A Pacemaker is a device that is inserted in the heart, usually by surgery, to support the electrical system of the heart. They can stabilise abnormal heart rhythms and prevent problems that can disrupt or endanger life. Symptoms observed by a healthcare provider indicating the need for a pacemaker include; chest pain, an unusually fast heartbeat of more than 100 beats per minute(Tachycardia), an unusually slow heartbeat of fewer than 60 beats per minute (Bradycardia), Irregular heartbeat (arrhythmia), a heartbeat that skips beats or adds in extra beats, and heart palpitations -this happens when you can feel your heartbeat in a way that is unpleasant (“flip-flopping” or pounding in your chest). Other symptoms include shortness of breath especially when active, unexplained dizziness or light-headedness, nausea, or fainting, unexplained confusion, swelling i n your ankles, legs, and abdomen, and needing to pass urine multiple times at night. According to the World Health Organization, cardiovascular diseases (CVDs) are the leading cause of death globally. An estimated 17.9 million people died from CVDs in 2019, representing 32% of all global deaths. Of these deaths, 85% were due to heart attack and stroke. Out of the 17 million premature deaths (under the age of 70) due to non-communicable diseases in 2019, 38% were caused by CVDs.

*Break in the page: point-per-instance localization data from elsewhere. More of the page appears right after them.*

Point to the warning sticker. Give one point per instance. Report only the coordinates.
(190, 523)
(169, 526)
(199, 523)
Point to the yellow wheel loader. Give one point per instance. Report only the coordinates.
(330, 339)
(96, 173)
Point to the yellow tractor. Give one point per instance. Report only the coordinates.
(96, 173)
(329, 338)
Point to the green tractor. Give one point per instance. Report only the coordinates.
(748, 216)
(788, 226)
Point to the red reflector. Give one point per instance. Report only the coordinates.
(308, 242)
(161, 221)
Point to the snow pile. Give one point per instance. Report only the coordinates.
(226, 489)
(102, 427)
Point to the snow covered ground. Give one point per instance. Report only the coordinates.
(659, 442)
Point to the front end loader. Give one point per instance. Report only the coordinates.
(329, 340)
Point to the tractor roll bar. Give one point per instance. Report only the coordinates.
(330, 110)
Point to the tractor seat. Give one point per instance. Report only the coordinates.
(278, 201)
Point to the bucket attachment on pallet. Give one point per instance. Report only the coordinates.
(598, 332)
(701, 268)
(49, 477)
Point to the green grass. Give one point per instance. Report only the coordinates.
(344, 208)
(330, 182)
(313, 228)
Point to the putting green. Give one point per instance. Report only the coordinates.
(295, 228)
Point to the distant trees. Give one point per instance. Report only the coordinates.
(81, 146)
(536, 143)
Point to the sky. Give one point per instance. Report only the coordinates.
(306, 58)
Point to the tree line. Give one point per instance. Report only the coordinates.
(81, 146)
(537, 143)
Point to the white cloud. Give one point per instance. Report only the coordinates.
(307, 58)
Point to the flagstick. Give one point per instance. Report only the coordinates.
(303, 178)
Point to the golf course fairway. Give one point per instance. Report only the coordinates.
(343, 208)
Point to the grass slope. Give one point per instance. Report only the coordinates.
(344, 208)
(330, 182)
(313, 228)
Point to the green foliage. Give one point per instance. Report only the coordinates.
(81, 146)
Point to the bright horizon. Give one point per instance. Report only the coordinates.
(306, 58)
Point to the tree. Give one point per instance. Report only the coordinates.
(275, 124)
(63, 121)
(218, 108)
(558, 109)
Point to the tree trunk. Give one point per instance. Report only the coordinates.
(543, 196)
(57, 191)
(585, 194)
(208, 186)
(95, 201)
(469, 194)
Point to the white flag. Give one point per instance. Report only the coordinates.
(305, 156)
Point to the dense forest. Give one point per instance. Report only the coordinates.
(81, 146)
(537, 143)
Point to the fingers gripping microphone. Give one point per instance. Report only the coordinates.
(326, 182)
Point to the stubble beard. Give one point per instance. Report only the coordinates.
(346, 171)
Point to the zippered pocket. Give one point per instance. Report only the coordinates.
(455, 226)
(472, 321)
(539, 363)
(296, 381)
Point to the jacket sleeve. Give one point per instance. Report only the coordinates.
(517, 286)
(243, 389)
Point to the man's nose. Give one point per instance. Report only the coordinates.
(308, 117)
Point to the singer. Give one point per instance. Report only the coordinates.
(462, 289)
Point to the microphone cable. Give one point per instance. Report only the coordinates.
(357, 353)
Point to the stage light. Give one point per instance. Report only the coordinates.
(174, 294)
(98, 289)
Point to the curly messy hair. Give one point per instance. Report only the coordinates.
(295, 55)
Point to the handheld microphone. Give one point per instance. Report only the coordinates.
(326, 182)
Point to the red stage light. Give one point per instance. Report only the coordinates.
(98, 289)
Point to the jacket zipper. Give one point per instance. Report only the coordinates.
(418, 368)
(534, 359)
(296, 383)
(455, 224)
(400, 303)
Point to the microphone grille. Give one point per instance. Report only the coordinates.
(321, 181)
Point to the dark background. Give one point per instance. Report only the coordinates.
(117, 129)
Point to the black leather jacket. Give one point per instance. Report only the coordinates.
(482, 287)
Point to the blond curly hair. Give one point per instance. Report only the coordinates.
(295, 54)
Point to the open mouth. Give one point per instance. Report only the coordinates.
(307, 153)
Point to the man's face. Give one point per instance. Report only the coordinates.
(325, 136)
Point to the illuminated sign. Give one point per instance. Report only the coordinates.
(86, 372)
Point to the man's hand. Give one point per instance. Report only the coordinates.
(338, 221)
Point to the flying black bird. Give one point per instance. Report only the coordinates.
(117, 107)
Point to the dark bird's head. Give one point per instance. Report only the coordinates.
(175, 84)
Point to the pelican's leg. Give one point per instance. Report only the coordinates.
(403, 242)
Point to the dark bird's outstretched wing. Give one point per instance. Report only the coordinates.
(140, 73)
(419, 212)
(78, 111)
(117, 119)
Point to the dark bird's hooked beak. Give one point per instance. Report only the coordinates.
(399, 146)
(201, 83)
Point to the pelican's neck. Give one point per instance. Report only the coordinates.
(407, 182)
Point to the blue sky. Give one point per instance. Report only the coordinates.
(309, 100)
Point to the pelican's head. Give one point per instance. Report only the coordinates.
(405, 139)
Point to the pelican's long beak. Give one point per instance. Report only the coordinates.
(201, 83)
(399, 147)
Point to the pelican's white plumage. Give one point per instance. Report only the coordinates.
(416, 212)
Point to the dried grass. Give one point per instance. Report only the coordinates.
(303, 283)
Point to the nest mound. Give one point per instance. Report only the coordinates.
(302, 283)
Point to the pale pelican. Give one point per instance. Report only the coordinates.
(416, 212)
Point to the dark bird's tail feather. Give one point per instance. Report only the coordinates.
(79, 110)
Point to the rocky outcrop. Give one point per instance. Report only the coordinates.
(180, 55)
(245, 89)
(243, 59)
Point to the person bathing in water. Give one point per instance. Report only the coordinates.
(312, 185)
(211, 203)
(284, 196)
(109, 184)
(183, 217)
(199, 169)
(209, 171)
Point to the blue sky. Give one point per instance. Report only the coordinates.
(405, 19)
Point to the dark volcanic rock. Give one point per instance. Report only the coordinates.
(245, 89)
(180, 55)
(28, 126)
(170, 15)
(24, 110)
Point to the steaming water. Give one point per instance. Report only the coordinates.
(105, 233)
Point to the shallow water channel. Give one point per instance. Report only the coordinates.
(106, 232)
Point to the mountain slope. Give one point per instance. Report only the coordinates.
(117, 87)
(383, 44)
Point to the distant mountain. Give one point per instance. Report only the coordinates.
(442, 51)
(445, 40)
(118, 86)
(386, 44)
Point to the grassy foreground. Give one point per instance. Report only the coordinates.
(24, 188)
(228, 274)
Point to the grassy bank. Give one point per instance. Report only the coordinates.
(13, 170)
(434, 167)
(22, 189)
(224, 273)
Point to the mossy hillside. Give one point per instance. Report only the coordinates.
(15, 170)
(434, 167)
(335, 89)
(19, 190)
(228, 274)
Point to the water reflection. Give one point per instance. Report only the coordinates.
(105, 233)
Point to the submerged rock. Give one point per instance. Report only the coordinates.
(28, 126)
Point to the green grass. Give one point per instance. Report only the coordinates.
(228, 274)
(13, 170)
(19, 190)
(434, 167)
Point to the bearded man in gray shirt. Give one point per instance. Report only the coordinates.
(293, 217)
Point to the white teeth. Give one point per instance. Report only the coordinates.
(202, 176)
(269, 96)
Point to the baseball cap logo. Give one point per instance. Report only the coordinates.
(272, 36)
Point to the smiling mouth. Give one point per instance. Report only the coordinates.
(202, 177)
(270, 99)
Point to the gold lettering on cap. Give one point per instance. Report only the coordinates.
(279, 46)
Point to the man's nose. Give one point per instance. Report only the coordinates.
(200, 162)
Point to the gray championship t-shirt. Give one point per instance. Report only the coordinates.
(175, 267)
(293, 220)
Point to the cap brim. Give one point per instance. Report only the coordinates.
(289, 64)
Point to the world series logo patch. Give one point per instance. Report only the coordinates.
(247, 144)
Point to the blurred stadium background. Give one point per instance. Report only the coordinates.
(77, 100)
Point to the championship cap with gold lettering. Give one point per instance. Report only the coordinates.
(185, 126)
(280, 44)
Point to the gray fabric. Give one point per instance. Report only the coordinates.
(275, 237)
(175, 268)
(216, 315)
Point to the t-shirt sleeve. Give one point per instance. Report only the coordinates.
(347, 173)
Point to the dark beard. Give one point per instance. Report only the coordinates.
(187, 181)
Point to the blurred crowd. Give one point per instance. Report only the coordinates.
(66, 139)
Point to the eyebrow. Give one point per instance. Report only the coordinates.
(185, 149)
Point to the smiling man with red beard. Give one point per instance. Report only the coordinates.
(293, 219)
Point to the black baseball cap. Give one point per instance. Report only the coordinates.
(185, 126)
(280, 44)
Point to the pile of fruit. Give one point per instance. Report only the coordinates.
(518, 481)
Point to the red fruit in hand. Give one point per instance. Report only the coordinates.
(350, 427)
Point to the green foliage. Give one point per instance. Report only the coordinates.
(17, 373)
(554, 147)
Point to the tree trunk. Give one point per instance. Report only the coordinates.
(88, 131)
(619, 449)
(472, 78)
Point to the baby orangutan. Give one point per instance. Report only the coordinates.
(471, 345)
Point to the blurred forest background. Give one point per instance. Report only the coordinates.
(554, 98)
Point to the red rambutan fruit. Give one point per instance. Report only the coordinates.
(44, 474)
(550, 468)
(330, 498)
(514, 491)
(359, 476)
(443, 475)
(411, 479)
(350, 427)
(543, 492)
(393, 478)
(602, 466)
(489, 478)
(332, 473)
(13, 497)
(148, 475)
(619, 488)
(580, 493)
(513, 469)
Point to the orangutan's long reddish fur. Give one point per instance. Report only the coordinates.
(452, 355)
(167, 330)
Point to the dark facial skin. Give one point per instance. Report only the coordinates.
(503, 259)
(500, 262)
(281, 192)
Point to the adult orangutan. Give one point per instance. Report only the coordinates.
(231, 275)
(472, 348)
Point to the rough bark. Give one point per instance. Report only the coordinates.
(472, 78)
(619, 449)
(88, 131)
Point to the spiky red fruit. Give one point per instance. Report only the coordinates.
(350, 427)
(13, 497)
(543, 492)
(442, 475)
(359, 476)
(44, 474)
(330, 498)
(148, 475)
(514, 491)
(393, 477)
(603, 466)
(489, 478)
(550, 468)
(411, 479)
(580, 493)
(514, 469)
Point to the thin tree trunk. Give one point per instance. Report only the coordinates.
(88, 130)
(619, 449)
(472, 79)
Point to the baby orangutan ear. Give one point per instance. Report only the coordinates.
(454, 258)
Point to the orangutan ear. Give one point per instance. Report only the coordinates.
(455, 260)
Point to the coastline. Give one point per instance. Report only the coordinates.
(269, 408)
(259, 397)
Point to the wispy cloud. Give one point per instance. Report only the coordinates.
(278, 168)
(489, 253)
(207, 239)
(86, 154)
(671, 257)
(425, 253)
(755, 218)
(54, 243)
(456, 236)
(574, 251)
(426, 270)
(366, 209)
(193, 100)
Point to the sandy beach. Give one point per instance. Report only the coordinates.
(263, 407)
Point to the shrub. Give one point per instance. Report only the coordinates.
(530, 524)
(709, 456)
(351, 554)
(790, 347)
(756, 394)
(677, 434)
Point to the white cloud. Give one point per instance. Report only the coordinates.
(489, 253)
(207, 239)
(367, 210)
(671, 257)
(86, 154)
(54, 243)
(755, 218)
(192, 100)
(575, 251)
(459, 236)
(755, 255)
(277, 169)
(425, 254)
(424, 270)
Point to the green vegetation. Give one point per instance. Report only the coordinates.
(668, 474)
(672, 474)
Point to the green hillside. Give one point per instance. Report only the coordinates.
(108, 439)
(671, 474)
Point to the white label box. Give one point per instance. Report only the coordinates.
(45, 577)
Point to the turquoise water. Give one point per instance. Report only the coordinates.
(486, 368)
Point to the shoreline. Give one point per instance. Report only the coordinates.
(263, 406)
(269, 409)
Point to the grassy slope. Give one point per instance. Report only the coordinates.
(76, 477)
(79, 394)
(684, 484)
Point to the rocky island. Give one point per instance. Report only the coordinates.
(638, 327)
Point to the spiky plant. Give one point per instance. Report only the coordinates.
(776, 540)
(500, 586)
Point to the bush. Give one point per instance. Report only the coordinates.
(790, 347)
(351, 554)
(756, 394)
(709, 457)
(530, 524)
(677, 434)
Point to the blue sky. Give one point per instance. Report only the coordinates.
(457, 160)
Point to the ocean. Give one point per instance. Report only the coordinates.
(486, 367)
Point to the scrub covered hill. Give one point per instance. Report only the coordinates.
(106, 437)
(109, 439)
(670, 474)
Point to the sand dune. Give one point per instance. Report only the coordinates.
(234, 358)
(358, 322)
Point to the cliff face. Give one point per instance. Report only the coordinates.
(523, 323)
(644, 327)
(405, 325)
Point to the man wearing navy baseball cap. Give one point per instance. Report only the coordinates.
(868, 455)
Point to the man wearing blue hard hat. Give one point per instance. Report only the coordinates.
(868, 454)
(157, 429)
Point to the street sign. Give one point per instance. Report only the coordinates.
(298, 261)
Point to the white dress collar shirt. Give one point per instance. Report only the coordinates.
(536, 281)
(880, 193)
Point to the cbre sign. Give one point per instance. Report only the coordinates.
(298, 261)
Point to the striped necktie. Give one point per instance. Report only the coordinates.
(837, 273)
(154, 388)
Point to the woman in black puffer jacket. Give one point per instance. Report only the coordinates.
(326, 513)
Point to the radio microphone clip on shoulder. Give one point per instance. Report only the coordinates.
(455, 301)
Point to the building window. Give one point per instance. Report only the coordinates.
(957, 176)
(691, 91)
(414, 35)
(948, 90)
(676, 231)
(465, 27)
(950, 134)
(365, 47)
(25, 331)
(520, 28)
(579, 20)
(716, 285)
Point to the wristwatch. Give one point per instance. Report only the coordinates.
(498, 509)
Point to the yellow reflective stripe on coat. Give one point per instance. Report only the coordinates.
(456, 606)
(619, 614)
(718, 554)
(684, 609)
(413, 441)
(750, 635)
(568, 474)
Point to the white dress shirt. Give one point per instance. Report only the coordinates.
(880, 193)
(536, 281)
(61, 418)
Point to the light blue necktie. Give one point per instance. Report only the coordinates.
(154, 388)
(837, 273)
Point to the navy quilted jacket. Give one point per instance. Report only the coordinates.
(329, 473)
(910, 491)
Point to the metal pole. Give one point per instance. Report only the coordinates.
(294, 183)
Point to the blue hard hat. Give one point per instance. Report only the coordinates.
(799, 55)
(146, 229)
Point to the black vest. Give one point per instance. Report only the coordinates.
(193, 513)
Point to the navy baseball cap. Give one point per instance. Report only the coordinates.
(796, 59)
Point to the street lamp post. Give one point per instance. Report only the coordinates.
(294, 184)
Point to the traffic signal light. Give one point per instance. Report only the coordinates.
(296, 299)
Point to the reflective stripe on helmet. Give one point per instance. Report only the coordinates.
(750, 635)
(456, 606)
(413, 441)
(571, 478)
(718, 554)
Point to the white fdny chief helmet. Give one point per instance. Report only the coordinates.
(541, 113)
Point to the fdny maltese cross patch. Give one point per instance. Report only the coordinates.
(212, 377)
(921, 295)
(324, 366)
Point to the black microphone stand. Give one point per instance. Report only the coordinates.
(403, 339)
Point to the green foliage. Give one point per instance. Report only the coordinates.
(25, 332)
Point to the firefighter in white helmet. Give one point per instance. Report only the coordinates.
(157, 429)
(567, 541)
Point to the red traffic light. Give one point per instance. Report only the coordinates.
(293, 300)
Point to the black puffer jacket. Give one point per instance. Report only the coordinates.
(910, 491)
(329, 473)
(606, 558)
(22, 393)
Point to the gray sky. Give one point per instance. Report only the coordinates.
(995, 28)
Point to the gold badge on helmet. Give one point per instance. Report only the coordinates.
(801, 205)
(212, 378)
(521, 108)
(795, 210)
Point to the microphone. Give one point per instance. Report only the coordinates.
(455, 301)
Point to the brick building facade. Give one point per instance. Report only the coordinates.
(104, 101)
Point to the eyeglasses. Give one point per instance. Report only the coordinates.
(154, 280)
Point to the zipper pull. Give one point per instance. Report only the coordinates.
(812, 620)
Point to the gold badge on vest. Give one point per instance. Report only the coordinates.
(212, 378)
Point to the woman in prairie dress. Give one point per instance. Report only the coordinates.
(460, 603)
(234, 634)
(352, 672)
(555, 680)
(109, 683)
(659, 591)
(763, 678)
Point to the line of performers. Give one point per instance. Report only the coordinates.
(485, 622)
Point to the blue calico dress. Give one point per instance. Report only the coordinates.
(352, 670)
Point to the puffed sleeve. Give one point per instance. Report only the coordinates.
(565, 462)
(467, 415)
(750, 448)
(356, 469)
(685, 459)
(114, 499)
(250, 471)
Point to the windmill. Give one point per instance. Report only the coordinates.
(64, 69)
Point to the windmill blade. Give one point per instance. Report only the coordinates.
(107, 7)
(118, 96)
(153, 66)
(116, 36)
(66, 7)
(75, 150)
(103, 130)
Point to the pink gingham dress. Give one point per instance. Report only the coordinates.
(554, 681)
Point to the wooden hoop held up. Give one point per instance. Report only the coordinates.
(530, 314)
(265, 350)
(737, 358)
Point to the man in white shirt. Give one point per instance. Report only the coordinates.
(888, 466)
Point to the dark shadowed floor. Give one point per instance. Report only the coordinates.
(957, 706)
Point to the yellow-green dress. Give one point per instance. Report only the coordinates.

Most cardiovascular diseases can be prevented by avoiding risky activities such as tobacco use, unhealthy diet and obesity, a sedentary lifestyle, and excessive consumption of alcohol. It is important that heart diseases are detected as early as possible so that management can begin. Over three quarters of CVD deaths take place in low- and middle-income countries.

Nudged by the foregoing, KUTRRH invested in a state-of-the-art cardiovascular diagnosis and treatment facility. This makes KUTRRH one of the largest multidisciplinary medical facilities in the East Africa region. The heart unit has precise cardiac investigative equipment and the relevant specialists for around the clock patient care service.